How illusive the debates had been during the 1920s became evident when the Nazis took power. They took extremely brutal action against all people who were not willing to participate in the military build-up and the war machinery later. Only few people –probably between 300 and 400 persons – openly refused to serve in the German army during WWII. Most of them were Jehova’s Wittnesses as the new leadership of this denomination had decided after WWI that military service had to be refused in principle. So far we know 331 death sentences against Jehova’s Witnesses 270 of which were executed. Many Bible Students refused to work for arms production in the concentration camps. As long as they were imprisoned there they were not subject to military justice. The SS maltreated them severely but finally gave in since they were dependent on the work discipline of the Witnesses. About 30 objectors originated from the reformation movement of the Seventh-Day-Adventist, the Quakers and –without any support by the church leadership – from the catholic and protestant
churches. We also know 17 conscientious objectors who were motivated by pacifist reasons, by national-political considerations (for example as Austrians or men from Luxemburg) or who acted for reasons unknown.
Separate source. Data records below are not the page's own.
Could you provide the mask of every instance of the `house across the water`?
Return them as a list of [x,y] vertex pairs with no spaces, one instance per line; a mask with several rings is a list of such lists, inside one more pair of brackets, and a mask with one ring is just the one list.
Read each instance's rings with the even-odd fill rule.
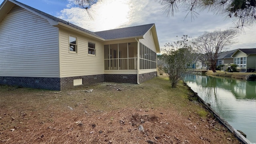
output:
[[154,24],[93,32],[14,0],[0,6],[0,84],[55,90],[157,76]]

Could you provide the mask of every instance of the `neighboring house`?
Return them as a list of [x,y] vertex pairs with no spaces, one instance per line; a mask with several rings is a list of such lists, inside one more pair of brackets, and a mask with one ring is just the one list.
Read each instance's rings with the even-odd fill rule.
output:
[[255,71],[256,48],[238,49],[231,56],[234,58],[234,64],[238,66],[237,71],[245,72]]
[[0,84],[60,90],[156,76],[154,24],[93,32],[14,0],[0,6]]
[[234,50],[222,52],[219,54],[217,58],[216,66],[233,64],[234,63],[234,60],[231,56],[236,51],[236,50]]

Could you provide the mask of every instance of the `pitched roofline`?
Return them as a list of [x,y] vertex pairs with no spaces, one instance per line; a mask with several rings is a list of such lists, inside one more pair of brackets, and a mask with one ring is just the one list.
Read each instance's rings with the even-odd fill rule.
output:
[[[7,6],[4,7],[4,6],[5,6],[6,4],[8,5]],[[12,8],[13,6],[14,5],[14,4],[19,6],[20,6],[21,7],[26,10],[28,10],[41,17],[45,19],[49,22],[50,24],[52,26],[56,26],[57,27],[60,27],[60,26],[63,26],[64,27],[72,29],[75,31],[87,35],[88,36],[92,37],[94,38],[97,38],[99,40],[101,40],[104,41],[120,40],[129,38],[144,38],[145,35],[146,34],[146,33],[148,32],[151,30],[152,30],[152,32],[153,34],[153,36],[154,40],[154,42],[155,43],[155,46],[156,49],[156,51],[157,52],[160,52],[160,47],[159,46],[159,42],[158,41],[158,38],[156,34],[156,26],[154,24],[153,24],[151,27],[149,28],[147,31],[147,32],[144,34],[142,36],[134,36],[117,38],[112,39],[105,39],[102,38],[101,38],[100,36],[98,36],[94,32],[90,32],[89,30],[82,28],[79,26],[76,26],[73,24],[69,23],[68,22],[66,22],[64,20],[55,17],[54,16],[46,13],[43,12],[38,10],[31,6],[27,6],[24,4],[17,1],[15,0],[4,0],[3,3],[0,6],[0,12],[1,11],[3,11],[7,13]],[[1,17],[1,15],[0,15],[0,22],[1,22],[4,18],[4,14],[2,15],[2,18]]]
[[111,40],[125,40],[127,39],[135,38],[137,38],[138,39],[143,38],[143,36],[130,36],[130,37],[124,37],[124,38],[116,38],[104,39],[104,40],[105,40],[105,41],[111,41]]
[[[89,36],[92,36],[92,37],[94,37],[94,38],[97,38],[97,39],[98,39],[99,40],[103,40],[103,41],[105,41],[106,40],[104,39],[104,38],[101,38],[101,37],[100,37],[99,36],[94,36],[94,35],[92,35],[92,34],[89,34],[89,33],[88,33],[88,32],[85,32],[84,31],[83,31],[82,30],[78,30],[78,29],[77,28],[76,28],[73,27],[73,26],[69,26],[69,25],[68,25],[67,24],[63,24],[63,23],[62,23],[62,22],[58,22],[58,24],[57,25],[60,25],[60,26],[64,26],[64,27],[65,27],[66,28],[68,28],[70,29],[71,30],[77,31],[78,32],[81,32],[81,33],[82,33],[82,34],[86,34],[87,35],[88,35]],[[57,25],[55,25],[55,26],[56,26],[58,27],[58,26],[57,26]]]
[[[160,46],[159,46],[159,42],[158,41],[158,37],[157,37],[157,34],[156,33],[156,26],[154,24],[153,26],[151,27],[151,28],[148,30],[148,31],[150,30],[153,30],[154,31],[151,30],[152,33],[154,33],[153,35],[153,36],[154,38],[154,42],[155,43],[155,45],[156,46],[156,52],[157,53],[160,53],[161,52],[161,50],[160,50]],[[148,31],[147,32],[148,32]]]
[[[250,48],[245,48],[245,49],[250,49]],[[243,53],[244,54],[246,54],[247,55],[250,55],[250,54],[256,54],[256,53],[254,53],[254,54],[247,54],[244,52],[243,52],[241,50],[241,49],[242,49],[241,48],[239,48],[237,49],[237,50],[236,50],[236,51],[234,53],[234,54],[233,54],[232,55],[232,56],[231,56],[231,57],[233,57],[233,56],[235,55],[236,55],[236,53],[238,52],[238,51],[240,51],[240,52]]]

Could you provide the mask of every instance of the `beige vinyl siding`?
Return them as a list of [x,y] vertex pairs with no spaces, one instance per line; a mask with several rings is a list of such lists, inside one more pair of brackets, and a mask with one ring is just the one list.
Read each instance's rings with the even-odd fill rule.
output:
[[136,74],[137,70],[105,70],[104,74]]
[[156,71],[156,69],[140,70],[139,71],[139,74],[154,72]]
[[234,59],[233,58],[226,58],[222,59],[222,64],[233,64],[234,63]]
[[240,52],[240,51],[238,51],[237,53],[236,54],[236,55],[234,56],[234,58],[242,58],[244,57],[247,57],[247,56],[244,53]]
[[[140,39],[139,42],[155,52],[156,52],[156,48],[151,30],[146,33],[144,36],[144,38]],[[139,74],[141,74],[147,72],[156,72],[156,69],[140,70],[138,73]]]
[[151,50],[156,52],[156,45],[154,41],[153,35],[151,31],[150,30],[147,32],[144,36],[144,38],[140,39],[139,41]]
[[14,5],[0,30],[0,76],[59,77],[58,28]]
[[[69,52],[69,35],[77,38],[77,53]],[[104,45],[84,35],[60,29],[60,77],[104,73]],[[88,42],[96,45],[96,55],[88,54]]]

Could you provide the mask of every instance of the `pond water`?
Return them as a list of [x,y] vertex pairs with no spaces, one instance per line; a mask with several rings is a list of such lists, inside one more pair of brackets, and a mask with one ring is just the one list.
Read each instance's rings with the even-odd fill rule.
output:
[[233,128],[256,143],[256,82],[205,75],[188,75],[184,81]]

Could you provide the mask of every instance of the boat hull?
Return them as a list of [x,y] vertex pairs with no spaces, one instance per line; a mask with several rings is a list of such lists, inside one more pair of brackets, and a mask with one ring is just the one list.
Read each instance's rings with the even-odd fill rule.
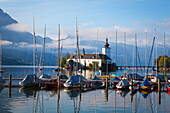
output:
[[151,87],[149,87],[149,86],[140,86],[139,89],[149,90],[149,89],[151,89]]
[[129,86],[116,86],[117,89],[129,89]]
[[170,87],[167,87],[167,90],[170,91]]

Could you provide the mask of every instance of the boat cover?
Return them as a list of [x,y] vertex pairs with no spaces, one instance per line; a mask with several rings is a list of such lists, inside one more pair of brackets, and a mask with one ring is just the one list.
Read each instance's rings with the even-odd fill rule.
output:
[[[26,75],[25,78],[19,84],[23,86],[23,85],[34,82],[34,76],[36,75],[35,74]],[[36,82],[40,82],[40,81],[41,80],[36,76]]]
[[81,78],[81,82],[83,82],[84,80],[87,80],[82,75],[74,75],[74,76],[71,76],[65,83],[71,84],[71,85],[79,84],[80,78]]
[[2,78],[2,77],[0,77],[0,83],[5,83],[6,81]]
[[114,79],[111,79],[110,81],[121,81],[119,78],[115,77]]
[[95,72],[94,72],[94,75],[95,75],[95,76],[99,76],[99,75],[100,75],[100,72],[99,72],[99,71],[95,71]]
[[129,86],[129,82],[126,79],[122,79],[116,86]]
[[60,75],[60,79],[68,79],[66,75]]
[[111,74],[111,76],[120,77],[121,75],[120,75],[120,74],[115,74],[115,73],[113,73],[113,74]]
[[40,75],[40,77],[39,77],[40,79],[50,79],[51,78],[51,76],[50,75],[48,75],[48,74],[42,74],[42,75]]
[[103,79],[101,79],[101,78],[99,78],[97,76],[94,76],[94,78],[92,80],[103,80]]
[[144,81],[142,82],[142,84],[140,84],[140,86],[148,86],[151,87],[152,85],[148,82],[148,80],[145,78]]
[[128,75],[127,75],[127,77],[128,77],[128,79],[136,79],[136,80],[143,80],[143,77],[142,76],[140,76],[139,74],[137,74],[137,73],[129,73]]

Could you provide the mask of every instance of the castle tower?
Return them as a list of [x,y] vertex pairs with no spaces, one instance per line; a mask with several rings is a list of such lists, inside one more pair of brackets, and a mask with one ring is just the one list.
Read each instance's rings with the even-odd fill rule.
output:
[[102,54],[111,58],[111,48],[109,47],[108,38],[106,38],[106,43],[104,44],[104,48],[102,48]]

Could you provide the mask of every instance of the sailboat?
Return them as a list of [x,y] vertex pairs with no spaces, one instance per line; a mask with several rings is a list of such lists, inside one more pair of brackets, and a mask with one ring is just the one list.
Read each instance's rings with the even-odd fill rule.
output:
[[144,78],[144,81],[140,84],[139,89],[149,90],[151,89],[152,85],[149,83],[149,81]]
[[2,65],[2,34],[0,33],[0,86],[4,86],[6,81],[2,78],[1,74],[4,72],[2,71],[1,65]]
[[39,82],[41,81],[35,72],[35,68],[37,66],[38,62],[38,55],[37,55],[37,47],[36,47],[36,35],[35,35],[35,27],[34,27],[34,19],[33,19],[33,42],[34,42],[34,48],[33,48],[33,74],[28,74],[25,76],[25,78],[19,82],[19,84],[22,87],[35,87],[39,86]]
[[41,60],[40,60],[42,63],[42,68],[39,68],[39,71],[42,71],[42,74],[39,76],[39,78],[44,81],[51,79],[50,75],[44,74],[45,39],[46,39],[46,25],[45,25],[45,29],[44,29],[44,42],[43,42],[42,55],[41,55]]
[[76,18],[76,70],[75,75],[71,76],[63,85],[66,88],[74,88],[74,87],[83,87],[86,82],[85,77],[82,75],[78,75],[79,70],[79,38],[78,38],[78,29],[77,29],[77,18]]
[[74,75],[71,76],[63,85],[66,88],[78,88],[78,87],[83,87],[87,80],[85,77],[82,75]]
[[129,82],[126,79],[122,79],[117,85],[117,89],[128,89],[130,86]]
[[[44,38],[45,38],[45,35],[44,35]],[[45,39],[44,39],[44,49],[45,49]],[[60,62],[60,24],[58,25],[58,67],[59,67],[59,63]],[[57,77],[54,77],[54,78],[51,78],[49,75],[44,77],[46,78],[46,81],[43,82],[43,88],[53,88],[53,87],[58,87],[60,86],[60,68],[58,68],[58,70],[55,70],[58,72],[58,78]],[[45,75],[45,74],[44,74]],[[42,75],[43,76],[43,75]],[[40,76],[41,77],[41,76]],[[47,79],[47,77],[49,79]]]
In the Federal Republic of Germany conscientious objection in 1949 became a fundamental right and part of the constitution. Conscientious objection gained more importance at the end of the 1960s influenced by the youth and student revolt. The numbers of conscientious objectors increased tremendously in the 1970s and 1980s. From the 1990s onwards until the suspension of conscription in 2010 the alternative civilian service was as much valued by public opinion as the military service.I draw the following conclusions from the development and effects of conscientious objection in Germany: Conscientious objection is an important personal witness. It points to dangerous and problematic developments and shows that there are alternatives. A high number of conscientious objecters can influence public opinion and can have a civilising effect. In my opinion it’s partly due to the high number of conscientious objectors and their argument with the military that German public opinion rejects foreign military interventions by the majority so far. What conscientious objection can’t achieve, however, is to prevent war. All corresponding strategies have proven illusive. Once a war has started opposing forces hardly have any chance. Wars must be avoided before they begin, mainly by political struggle and preventive and peace-promoting measures.